Figuring out hatches can take some time. Experience on a river is really the only way you’re going to “figure it out”. Having the inside scoop on that river will expedite your learning curve and greatly improve your chances on a catch. So what happens if you are heading to a new body of water and are looking to fill your fly box?

Brook trout are unique fish. They are often considered an “all or not” kind of adversary. Sometimes, you can catch them with a pop-tab fly and sometimes, you can’t write a check big enough to buy a bite. However the fish are reacting at any given time, the method in which you approach brook trout really shouldn’t change at all. And there are some key flies to have on hand to maximize your chances of hooking a trophy.

Firstly, lets go over the method of the madness that is fishing brook trout. Upon approaching your run or pool, stop upstream, sit back and observe. Watch what is going on in the area. Are there fish rising? Are you hearing any flicks of surface action, are you seeing any sub-surface flashes or movement? What bugs do you see? Is it windy? (terrestrial flies?) When you arrive, it’s the perfect time to educate yourself as to what, if anything is happening. Based on your observations, you can make educated fly choices. Start big and bold and then pare down to the ultimate in finesse. In your box have a combination of dries, subsurface and nymphs.

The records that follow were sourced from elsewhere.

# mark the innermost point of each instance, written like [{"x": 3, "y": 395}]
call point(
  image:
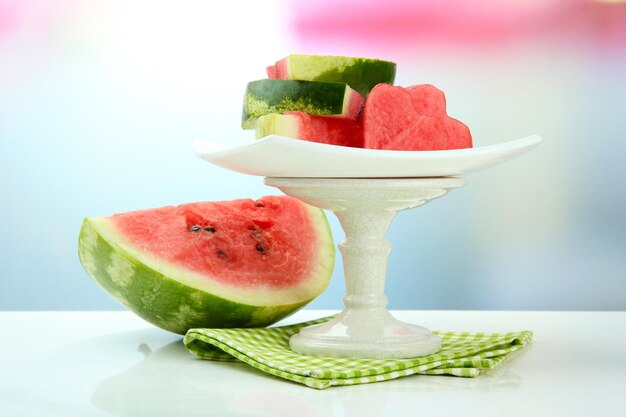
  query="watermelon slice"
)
[
  {"x": 414, "y": 118},
  {"x": 240, "y": 263},
  {"x": 313, "y": 97},
  {"x": 323, "y": 129},
  {"x": 362, "y": 74}
]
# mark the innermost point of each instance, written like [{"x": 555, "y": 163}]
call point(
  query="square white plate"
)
[{"x": 279, "y": 156}]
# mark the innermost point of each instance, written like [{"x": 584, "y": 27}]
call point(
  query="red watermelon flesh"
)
[
  {"x": 431, "y": 131},
  {"x": 414, "y": 118},
  {"x": 339, "y": 131},
  {"x": 428, "y": 99},
  {"x": 237, "y": 243},
  {"x": 459, "y": 135},
  {"x": 388, "y": 111}
]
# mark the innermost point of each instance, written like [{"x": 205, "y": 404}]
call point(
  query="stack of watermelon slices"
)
[{"x": 350, "y": 101}]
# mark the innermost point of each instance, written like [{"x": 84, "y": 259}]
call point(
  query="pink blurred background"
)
[{"x": 100, "y": 101}]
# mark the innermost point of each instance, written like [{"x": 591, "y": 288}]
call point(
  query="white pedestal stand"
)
[{"x": 365, "y": 208}]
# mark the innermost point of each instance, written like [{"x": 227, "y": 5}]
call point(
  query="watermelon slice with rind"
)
[
  {"x": 362, "y": 74},
  {"x": 338, "y": 131},
  {"x": 313, "y": 97},
  {"x": 239, "y": 263}
]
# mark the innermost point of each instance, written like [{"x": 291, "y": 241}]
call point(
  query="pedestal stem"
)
[
  {"x": 365, "y": 251},
  {"x": 365, "y": 208}
]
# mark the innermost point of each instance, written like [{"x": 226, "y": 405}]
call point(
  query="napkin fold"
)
[{"x": 267, "y": 349}]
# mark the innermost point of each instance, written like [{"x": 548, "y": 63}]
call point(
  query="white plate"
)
[{"x": 279, "y": 156}]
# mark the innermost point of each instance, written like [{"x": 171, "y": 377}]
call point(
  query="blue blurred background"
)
[{"x": 100, "y": 102}]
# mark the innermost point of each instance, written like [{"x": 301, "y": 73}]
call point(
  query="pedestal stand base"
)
[
  {"x": 366, "y": 334},
  {"x": 365, "y": 207}
]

So what are the 3 go-to flies for Miminiska Lodge? Dries, terrestrials and subsurface?

Terrestrials
Golden Stone Fly – This fly tied by Elden Berrett is a deadly stone fly imitation – fished skating and skittering, it’s a knockout for brookies

Mice Patterns – for aggressive brooktrout looking for a high-protein meal, you can’t beat a mouse. Size does matter here so don’t be afraid to go a little larger than you’d think (watch for northern pike however!)

Hoppers – a variety of foam grasshoppers will prove very effective for brook trout at Miminiska Lodge – experiment with size profiles and mimic any profile of bugs you see on the water.

Dry Flies – These flies will entice brook trout if they are sipping dries, unlike the terrestrial game, these dries will be presented very finesse, bring floatant and lighter tippet 4 and 5 X – Dries sizes should be anywhere from 14-18. Consider:

Elk Hair Caddis

Adams Parachute

White/Tan Wulff

Swinging Flies – Having some shot or an intermediate sinking tip will help if you need to get deeper in the runs and pools where these brookies lay. You can also consider buggers, streamers and zonkers with a cone or bead head to assist in your depth control. Voracious brook trout will readily take flies on the swing! Consider:

Wooly Buggers – white, black, olive, brown, tan

Rabbit Streamers – white/green double bunnies, black, white, chartreuse, tan

Zonkers – white, olive, brown, black

Nymphs – in the extremely rare occasion you will have to nymph for these brook trout, a variety of sizes will be helpful. Fished under an indicator or euro-style; nymphing is a last resort for negative fish – consider:

Kaufmann Stone Fly

Prince nymphs

Pheasant Tail

These flies are simply a suggestion. The brook trout at Miminiska Lodge are rarely fished and are extremely fly friendly. It is a great spot to experiment with your favorite flies; however, make sure you have these staples in your box. You’ll be glad you brought them along!